If you make a purchase via a link on this site, Card Making Circle may receive a small commission on the transaction - at no added cost to you.
Tired of fussy cutting around images? Or finger joints too stiff for detailed scissor work.
If so, now might be time to let a die cutter do the work for you!
In card making die cutting is used to cut out shapes with "dies"
The most commonly used dies are made of wafer thin metal with a cutting edge. A bit like a flat cookie cutter.
They can be outline shapes (framelets) or detailed shapes (thinlets).
All dies can be used over and over again taking the stress out of cutting with scissors.
Great if you are making lots of cards with the same design.
The dies are "sandwiched" between plates and platform(s).
The platform/plates that make up the "sandwich" varies between different machines. So do make sure you follow the instructions for your individual machine.
There are manual, electronic and digital die cutting machine.
Framelets may be any outline shape including a circle, square or oval.
Thinlets create detailed shapes that are difficult to cut by hand.
With very intricate thinlet dies it helps to use a piece of wax paper between the die and the paper or card. This stops the paper or card sticking to the die.
Manual die cutting machines are the cheapest option. They all have a crank handle and heavy duty rollers.
The sandwich is fed into the opening between the rollers while you turn the crank handle.
Turn the handle in the direction you want your sandwich to travel. Usually one pass through the gap will cut your shape.
Sometimes, you may need to pass the sandwich through the rollers for a second time......Just to be sure!
Remove the sandwich from the machine. Separate the cutting plates to reveal your die cut shape.
The cutting plates will mark from the cutting blade of the die. This is normal and won't affect their performance.

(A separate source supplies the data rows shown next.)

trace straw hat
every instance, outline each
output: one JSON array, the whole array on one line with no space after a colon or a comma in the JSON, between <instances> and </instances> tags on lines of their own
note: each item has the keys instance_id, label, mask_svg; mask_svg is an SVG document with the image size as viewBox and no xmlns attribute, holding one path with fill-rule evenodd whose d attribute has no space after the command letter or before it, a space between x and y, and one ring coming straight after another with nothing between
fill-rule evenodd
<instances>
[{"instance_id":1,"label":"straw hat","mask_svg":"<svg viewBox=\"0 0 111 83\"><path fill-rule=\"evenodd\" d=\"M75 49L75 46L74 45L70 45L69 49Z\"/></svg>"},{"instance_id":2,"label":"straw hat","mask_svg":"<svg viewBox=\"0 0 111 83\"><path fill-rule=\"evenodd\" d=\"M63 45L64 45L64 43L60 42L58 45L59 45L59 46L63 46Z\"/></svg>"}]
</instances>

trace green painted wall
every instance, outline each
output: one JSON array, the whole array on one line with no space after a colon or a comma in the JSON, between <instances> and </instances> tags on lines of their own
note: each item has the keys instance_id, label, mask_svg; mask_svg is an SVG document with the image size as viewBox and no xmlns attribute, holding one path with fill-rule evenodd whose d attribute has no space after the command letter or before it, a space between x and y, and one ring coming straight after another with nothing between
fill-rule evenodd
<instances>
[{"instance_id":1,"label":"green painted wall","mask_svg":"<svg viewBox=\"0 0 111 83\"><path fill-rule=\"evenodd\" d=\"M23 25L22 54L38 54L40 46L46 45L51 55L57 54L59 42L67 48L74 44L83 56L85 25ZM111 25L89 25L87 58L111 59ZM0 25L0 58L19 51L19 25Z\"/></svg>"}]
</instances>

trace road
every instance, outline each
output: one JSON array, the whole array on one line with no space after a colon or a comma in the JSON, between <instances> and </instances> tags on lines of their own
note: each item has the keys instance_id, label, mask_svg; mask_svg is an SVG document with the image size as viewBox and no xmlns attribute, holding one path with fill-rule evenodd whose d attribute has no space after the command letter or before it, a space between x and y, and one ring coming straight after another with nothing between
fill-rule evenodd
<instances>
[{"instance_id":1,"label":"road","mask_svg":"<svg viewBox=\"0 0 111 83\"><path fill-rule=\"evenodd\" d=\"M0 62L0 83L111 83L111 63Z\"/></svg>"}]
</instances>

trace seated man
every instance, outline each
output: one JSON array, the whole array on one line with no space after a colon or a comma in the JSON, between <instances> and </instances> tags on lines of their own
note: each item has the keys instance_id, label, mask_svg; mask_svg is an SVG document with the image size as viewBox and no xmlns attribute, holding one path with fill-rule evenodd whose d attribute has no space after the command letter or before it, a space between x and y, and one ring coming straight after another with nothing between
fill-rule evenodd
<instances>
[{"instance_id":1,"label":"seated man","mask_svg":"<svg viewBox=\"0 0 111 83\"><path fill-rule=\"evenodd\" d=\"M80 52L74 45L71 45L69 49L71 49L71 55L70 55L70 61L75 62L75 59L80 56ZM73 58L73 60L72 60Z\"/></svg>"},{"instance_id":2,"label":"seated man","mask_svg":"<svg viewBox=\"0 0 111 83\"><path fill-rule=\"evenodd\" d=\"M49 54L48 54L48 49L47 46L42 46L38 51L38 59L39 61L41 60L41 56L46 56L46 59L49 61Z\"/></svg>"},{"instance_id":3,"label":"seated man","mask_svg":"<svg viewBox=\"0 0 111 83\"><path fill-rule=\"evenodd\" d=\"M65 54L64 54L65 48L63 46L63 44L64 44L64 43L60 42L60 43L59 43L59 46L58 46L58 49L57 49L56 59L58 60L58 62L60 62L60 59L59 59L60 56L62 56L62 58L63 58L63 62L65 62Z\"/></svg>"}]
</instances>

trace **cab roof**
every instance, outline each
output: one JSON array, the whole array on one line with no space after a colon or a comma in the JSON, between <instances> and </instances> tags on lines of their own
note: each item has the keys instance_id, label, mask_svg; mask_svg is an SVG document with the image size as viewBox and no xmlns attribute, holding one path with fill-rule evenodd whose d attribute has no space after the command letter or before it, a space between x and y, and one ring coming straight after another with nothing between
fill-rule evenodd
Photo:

After lots of use the cutting plates may warp. To reduce this turn the plates around - a bit like turning your mattress! Also try to put your dies onto different parts of the cutting plate to spread the wear.
The most popular machines are the Sizzix Big Shot, Spellbinders Platinum 6 and the Cricut Cuttlebug.
They can also be used for dry embossing with embossing folders.
This video from Sizzix explains how the Big shot cuts and embosses different materials....
Electronic cutting machines automatically feed through the "sandwich" without the need to crank a handle.
They are lightweight and quick to use.
The big downside is that you need an electric supply to use them.
Watch this video for a clear introduction to setting up the Gemini and how to cut and emboss.....
I recently purchased a Gemini Junior and was very impressed. The one thing you have to remember is to place the dies the other way up to the Big Shot or you cut the magnetic shim.
The instructions are very clear and easy to follow.
UPDATE: It is now several months since I purchased the Gemini Junior and thought it was time to give some feedback.
The machine cuts beautifully much better than my Big Shot.
However, I've had problems with the plates. One of the cutting plates split 3/4 across the middle. This is when I found the cutting plate for my Big Shot fits the Gemini!
The magnetic shim and the metal shim have both become misshaped.
The metal shim is bowed and doesn't seem to re straighten when passed back through the machine.
The magnetic shim is now undulating rather than straight. Impressions of the dies leave marks on the shim.
Jennifer McGuire offers a workaround in one of her videos. I tried it and so far it is working. The plates haven't buckled and are still working OK.
The only downside of the workaround is that it makes it difficult to use embossing folders as you can't change the "sandwich". So, either you need to use a different machine or have a second set of plates for your embossing folders.
So, was it a good purchase? Overall, I must say yes because it cuts so well.
Digital machines either use cartridges or images from a file on your computer.
They are a big cost item with a steep learning curve. So, decide how much you would would realistically use it as it is a large investment.
I have recently invested in a Brother Scan and Cut as the arthritis in my finger joints is making fussy cutting more difficult. I'm still learning so I'm not yet using the machine to it's full potential.
There are a number of instruction video's online. The best introduction I've found is from Kimberley Smith - a Stampin Up! Demonstrator on Udemy.com. She covers scanning cutting position adjustment which I've watched several times as my machine is still not centring the cut images.